Systematic use of paragraph and character styles, object styles, and scripts – as well as the implementation of typographic regulations – also allows a high level of automation. This is necessary to ensure high throughput and exportability to XML.
At le-tex, tables of contents and indexes are dynamically generated from the typesetting data as a matter of course.
XML can be designated as both an input and an output format in InDesign typesetting. We are very familiar with the precise limitations and pitfalls of typesetting from XML. This means we are able to synthesize InDesign files in IDML format completely from XML, if script processing of the XML is likely to be too laborious. This is regularly the case when a large index needs to be processed.
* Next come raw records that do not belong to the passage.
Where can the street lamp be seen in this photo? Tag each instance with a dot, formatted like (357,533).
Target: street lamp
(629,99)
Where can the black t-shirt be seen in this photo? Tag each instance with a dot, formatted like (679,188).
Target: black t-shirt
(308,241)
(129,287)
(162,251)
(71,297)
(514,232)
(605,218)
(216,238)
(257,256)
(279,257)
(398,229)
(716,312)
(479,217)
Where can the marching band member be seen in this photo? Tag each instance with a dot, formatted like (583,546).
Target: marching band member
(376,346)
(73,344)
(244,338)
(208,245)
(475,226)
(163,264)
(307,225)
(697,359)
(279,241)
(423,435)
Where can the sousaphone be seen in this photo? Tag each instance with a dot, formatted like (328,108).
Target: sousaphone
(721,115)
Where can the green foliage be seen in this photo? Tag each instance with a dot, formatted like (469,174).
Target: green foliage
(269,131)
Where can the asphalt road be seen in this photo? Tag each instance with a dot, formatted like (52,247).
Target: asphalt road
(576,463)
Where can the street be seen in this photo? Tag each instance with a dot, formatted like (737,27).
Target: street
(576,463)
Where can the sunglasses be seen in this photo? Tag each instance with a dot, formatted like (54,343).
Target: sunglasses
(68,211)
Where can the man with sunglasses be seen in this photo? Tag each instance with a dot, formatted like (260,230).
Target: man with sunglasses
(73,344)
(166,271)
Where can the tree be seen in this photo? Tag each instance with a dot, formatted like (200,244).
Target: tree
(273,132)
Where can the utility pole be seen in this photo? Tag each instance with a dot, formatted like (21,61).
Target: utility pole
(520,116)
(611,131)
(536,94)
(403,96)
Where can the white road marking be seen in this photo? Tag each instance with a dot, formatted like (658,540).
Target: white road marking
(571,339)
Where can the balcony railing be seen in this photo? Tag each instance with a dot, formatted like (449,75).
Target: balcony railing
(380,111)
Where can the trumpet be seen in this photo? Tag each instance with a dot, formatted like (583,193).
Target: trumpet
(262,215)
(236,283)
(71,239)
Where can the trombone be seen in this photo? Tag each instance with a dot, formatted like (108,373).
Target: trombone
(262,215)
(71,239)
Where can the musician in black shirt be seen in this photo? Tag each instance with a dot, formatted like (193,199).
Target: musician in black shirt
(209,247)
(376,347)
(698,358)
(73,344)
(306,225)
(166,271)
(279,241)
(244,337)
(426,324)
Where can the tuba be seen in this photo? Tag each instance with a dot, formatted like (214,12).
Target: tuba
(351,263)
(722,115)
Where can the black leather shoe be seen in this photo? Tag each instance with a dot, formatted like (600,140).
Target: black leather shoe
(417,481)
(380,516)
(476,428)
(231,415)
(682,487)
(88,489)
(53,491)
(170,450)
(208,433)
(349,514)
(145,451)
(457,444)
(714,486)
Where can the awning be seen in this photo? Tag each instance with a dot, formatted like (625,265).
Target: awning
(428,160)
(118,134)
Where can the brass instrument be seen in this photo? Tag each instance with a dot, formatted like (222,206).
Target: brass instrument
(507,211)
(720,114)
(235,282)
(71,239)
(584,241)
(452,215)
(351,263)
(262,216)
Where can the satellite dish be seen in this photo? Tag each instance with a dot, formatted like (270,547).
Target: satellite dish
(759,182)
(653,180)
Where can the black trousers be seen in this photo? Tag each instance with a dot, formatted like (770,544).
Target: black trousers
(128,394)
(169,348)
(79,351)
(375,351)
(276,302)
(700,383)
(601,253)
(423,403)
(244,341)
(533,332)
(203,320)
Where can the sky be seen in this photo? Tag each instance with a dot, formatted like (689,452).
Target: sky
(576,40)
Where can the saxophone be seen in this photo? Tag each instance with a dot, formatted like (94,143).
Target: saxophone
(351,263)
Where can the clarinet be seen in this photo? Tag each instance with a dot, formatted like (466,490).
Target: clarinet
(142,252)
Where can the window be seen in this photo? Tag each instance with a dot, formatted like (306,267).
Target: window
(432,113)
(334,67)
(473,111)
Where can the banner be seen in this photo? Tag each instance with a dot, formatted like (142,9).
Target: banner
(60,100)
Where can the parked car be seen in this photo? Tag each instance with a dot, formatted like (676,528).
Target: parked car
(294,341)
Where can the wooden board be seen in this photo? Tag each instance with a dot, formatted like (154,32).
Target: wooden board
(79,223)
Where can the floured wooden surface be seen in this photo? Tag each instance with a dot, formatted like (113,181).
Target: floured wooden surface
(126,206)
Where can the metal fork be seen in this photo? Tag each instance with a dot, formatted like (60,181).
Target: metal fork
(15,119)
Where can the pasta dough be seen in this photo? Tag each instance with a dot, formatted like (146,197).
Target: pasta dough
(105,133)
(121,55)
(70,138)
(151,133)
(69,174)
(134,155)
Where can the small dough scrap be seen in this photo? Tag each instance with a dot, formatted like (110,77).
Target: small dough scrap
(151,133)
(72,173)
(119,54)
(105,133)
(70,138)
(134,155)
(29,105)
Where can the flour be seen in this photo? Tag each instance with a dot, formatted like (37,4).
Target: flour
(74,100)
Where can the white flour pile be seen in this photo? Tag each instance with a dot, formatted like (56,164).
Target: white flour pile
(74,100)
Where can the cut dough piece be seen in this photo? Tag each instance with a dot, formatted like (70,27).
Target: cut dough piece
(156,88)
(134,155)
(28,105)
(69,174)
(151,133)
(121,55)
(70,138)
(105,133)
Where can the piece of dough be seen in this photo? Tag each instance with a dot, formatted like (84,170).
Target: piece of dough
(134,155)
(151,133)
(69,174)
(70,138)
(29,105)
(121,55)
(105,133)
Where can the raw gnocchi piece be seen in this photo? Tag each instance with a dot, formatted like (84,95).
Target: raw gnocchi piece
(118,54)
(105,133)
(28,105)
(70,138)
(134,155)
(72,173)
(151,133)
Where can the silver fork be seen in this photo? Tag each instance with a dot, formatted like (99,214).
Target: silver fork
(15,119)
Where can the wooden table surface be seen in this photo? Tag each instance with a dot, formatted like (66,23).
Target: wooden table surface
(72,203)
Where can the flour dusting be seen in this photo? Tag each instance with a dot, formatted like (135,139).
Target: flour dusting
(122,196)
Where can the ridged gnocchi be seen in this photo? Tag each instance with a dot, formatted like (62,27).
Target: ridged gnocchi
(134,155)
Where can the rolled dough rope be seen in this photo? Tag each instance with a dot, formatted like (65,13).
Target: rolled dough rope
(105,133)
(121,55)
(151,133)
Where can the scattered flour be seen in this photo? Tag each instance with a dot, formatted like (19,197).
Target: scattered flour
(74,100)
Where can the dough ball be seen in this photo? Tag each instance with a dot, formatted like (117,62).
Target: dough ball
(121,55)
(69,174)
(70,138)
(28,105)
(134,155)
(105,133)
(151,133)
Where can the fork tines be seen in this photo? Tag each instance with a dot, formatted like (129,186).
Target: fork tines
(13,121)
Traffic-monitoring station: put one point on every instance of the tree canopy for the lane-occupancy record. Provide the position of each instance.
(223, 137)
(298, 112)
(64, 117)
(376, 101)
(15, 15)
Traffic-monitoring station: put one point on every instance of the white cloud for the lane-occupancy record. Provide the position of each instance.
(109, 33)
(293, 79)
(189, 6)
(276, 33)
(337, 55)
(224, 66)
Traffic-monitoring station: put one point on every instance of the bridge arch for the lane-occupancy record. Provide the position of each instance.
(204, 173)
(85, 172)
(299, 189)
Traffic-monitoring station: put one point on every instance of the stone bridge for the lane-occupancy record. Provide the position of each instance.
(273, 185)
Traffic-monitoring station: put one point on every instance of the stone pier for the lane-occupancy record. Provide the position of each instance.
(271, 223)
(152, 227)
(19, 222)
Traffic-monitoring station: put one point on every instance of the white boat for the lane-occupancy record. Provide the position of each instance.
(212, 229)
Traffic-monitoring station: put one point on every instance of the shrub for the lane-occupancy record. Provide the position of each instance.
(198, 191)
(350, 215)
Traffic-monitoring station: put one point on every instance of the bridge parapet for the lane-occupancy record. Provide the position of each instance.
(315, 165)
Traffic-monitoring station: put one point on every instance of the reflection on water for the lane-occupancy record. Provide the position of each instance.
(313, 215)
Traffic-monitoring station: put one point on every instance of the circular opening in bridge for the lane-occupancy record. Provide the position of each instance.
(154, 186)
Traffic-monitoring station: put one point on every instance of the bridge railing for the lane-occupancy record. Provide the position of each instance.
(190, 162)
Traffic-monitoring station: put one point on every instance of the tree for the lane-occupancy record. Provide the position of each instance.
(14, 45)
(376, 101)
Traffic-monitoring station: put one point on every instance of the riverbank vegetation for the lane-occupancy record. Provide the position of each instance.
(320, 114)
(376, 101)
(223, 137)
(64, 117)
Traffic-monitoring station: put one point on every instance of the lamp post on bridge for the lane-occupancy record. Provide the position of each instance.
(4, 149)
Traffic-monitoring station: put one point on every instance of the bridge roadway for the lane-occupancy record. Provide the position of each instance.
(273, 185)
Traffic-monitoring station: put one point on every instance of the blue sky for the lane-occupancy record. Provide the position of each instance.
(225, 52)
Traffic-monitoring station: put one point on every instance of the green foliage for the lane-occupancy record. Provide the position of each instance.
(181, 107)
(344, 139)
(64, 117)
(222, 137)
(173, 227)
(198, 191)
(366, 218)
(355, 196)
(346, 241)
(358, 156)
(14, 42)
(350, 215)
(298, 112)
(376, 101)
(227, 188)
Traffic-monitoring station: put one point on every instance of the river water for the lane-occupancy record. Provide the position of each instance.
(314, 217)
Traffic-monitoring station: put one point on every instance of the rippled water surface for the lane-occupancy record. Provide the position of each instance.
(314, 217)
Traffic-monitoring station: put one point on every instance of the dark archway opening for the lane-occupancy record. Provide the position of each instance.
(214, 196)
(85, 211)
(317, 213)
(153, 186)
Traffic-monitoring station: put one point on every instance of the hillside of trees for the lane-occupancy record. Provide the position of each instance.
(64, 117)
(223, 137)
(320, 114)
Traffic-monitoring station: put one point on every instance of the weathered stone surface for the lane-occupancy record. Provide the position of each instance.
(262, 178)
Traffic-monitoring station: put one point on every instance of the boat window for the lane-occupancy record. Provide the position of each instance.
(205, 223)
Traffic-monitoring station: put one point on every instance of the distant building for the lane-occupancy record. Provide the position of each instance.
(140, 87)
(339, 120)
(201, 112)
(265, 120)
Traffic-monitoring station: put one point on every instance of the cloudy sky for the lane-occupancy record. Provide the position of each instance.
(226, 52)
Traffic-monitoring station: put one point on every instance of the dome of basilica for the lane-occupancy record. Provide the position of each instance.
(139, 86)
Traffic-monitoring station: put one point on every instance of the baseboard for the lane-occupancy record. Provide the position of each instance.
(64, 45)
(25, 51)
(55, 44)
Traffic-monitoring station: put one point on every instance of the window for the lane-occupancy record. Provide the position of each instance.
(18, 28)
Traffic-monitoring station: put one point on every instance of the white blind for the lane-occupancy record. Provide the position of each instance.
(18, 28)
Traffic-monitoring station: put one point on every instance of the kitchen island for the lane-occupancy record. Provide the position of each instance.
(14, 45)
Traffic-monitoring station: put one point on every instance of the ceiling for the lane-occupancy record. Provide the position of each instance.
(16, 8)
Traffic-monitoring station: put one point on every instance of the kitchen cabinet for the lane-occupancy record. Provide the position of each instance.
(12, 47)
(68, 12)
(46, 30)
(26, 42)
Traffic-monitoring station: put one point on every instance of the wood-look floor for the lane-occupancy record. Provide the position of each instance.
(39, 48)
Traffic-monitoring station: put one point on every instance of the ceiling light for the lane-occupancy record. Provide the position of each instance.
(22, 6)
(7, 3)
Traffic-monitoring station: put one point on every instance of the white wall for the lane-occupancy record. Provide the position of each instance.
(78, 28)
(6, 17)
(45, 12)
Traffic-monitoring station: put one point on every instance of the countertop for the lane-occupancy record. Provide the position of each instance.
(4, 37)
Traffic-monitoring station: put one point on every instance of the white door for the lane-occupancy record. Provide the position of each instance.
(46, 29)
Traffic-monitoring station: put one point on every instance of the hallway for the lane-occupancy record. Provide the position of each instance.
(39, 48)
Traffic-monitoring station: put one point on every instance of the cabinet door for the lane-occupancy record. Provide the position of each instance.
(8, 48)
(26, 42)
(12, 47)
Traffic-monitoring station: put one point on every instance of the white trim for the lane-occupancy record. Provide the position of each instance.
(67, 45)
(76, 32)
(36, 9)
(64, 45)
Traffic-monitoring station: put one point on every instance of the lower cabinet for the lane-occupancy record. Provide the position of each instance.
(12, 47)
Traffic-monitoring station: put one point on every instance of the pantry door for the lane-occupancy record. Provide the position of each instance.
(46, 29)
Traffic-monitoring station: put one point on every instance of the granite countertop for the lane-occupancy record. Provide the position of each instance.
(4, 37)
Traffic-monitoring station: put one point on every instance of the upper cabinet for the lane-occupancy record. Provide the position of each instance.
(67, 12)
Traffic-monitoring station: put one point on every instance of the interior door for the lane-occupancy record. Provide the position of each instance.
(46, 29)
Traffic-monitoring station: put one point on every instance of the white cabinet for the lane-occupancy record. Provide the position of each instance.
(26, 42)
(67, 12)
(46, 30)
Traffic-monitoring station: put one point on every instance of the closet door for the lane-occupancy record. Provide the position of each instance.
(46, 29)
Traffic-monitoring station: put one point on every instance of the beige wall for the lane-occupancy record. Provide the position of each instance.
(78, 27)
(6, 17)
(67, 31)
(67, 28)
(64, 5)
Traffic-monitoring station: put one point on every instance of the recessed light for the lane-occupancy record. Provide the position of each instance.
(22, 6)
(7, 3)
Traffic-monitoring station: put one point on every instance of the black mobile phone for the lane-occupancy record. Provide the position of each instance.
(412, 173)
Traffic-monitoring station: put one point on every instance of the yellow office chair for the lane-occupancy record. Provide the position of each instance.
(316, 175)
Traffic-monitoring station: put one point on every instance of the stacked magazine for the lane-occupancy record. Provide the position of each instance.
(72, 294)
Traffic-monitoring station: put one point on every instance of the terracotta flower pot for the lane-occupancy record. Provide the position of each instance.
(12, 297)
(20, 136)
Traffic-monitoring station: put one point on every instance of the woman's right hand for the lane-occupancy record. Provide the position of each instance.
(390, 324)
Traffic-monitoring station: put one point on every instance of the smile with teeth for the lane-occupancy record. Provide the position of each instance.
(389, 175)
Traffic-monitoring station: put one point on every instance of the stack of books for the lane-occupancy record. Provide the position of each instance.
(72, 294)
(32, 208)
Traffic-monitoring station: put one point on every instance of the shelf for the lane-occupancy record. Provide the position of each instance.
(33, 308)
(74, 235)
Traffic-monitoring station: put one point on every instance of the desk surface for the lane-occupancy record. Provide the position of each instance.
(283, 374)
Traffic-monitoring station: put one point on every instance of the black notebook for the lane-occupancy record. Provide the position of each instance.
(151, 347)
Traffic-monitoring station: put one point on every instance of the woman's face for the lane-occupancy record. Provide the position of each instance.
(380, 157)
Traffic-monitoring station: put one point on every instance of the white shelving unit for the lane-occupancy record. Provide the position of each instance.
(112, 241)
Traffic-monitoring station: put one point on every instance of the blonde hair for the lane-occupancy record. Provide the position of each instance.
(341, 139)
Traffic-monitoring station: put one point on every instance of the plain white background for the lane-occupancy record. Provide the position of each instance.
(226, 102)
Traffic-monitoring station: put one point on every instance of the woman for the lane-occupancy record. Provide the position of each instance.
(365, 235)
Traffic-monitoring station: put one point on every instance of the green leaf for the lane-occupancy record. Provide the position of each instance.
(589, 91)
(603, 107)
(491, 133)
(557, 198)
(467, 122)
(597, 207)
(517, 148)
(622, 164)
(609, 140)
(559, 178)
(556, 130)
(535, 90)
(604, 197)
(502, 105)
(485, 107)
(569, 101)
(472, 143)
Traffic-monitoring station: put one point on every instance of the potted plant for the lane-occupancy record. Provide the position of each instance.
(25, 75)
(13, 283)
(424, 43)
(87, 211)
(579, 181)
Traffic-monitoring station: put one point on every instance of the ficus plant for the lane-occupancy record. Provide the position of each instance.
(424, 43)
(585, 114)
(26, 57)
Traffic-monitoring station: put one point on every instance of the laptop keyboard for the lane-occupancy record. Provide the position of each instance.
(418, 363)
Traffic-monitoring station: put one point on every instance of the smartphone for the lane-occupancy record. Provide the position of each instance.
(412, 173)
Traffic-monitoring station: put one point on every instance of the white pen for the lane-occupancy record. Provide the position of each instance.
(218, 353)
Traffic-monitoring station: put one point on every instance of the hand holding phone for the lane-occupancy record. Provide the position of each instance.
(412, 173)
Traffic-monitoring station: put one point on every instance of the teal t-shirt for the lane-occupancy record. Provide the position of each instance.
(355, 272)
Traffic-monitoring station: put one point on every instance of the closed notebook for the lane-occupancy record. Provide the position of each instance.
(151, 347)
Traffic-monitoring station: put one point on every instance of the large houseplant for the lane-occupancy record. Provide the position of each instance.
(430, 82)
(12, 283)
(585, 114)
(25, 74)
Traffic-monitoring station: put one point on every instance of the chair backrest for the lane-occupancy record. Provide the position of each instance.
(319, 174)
In numerous projects, we have also provided our customers with solutions to other limitations of InDesign, such as the standard restriction to one index or problems with round-tripping.
Our pioneering approach includes incorporating into the production process features from the latest InDesign versions, such as headings spanning multiple columns in InDesign CS5, particularly for typesetting from XML.
In the field of e-book conversion, we are specialists in the processing of InDesign data (we also process Quark data with the help of the Q2ID plug-ins from Markzware). Particularly in cases where a single layout exists for multiple similar titles and these titles have features such as footnotes, marginalia, tables etc., it is worthwhile to write a conversion program in XSLT 2.0 instead of laboriously converting PDFs.